You will still need to be realistic if the answer is, “Yes, we will help you.” The adoption group can’t promise that a trainer or owner will give them a particular dog. They can’t promise that the dog will have the temperament to succeed in your home. They can’t promise that the dog will retire any time soon, or without injury or other medical concerns. Have a plan for what will happen if you are unable to adopt the dog upon retirement, and be sure that you and the adoption group have a clear understanding and agreement about what happens if the fit or the timing just isn’t right when the dog becomes available. Say, for instance, that you have a Chihuahua already in the home, and the dog you wanted displays a high prey drive toward small dogs during the temperament test. You cannot and should not try to “make it work” because your heart was set on a pair of siblings.
Transportation is the next big step after adoption approval and temperament evaluations. How are you going to get your dog if you live in Virginia, and the adoption kennel is in Florida? Work with the adoption group to find the best solution for you and them. Be prepared to make a long trip if necessary, or to help with transportation expenses if there’s room on the next dog haul. When finalizing arrangements to get your dog, be sure that you have all important details, from fees to adoption contracts, in good order. Remember that adoption groups depend on volunteers and donations to operate.
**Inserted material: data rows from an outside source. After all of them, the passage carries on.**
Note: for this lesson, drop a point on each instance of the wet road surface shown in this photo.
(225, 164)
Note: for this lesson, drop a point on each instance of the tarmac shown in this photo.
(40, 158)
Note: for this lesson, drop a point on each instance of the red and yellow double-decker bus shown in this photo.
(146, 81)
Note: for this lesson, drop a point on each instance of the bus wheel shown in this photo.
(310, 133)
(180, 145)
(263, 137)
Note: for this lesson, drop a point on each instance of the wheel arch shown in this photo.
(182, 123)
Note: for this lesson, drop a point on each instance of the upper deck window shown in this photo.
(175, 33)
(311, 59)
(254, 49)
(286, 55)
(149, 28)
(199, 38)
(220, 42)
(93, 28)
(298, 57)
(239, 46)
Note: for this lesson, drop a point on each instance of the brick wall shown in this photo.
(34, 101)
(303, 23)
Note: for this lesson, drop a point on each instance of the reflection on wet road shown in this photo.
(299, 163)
When they seek out a specific dog for you, they are putting in extra effort. Show that their work is appreciated, and do what you can to help support them.
How did I make it work?
My family was lucky with Midori. Her adoption group in Mobile worked with us to find Midori and help ensure that our home was right for her. A second adoption group assisted with transportation, and provided neutral ground where I could reintroduce Midori to her sister, and make first introductions between her and Irish.
Midori and Maia’s tale is a happy one, with an almost ideal ending. However, I’ll leave you with some words of caution. If you choose to adopt a littermate, understand that there is no guarantee your dogs will get along, or that they will resemble each other in temperament or even appearance. Midori may look like Maia, but she has a distinctly different personality.
Are you ready to accept a dog who may not be what you expected? Do you have the ability to work with the adoption group toward a solution if the dogs see each other as enemies instead of friends? If the answer to either of these questions is no, let the littermate dream pass. The well-being of each dog outweighs any blood relation between them.
I hope that I’ve satisfied your curiosity, and offered something to consider if you, like me, have thought of finding your Greyhound’s family. Would I adopt littermates again if I had the chance? Absolutely, under the right circumstances. But I also know that Greyhounds whose families have’t crossed since 1875 can often share an even deeper bond than siblings. So don’t rush out to get that littermate if your dog’s best friend is already at an adoption center in your own backyard.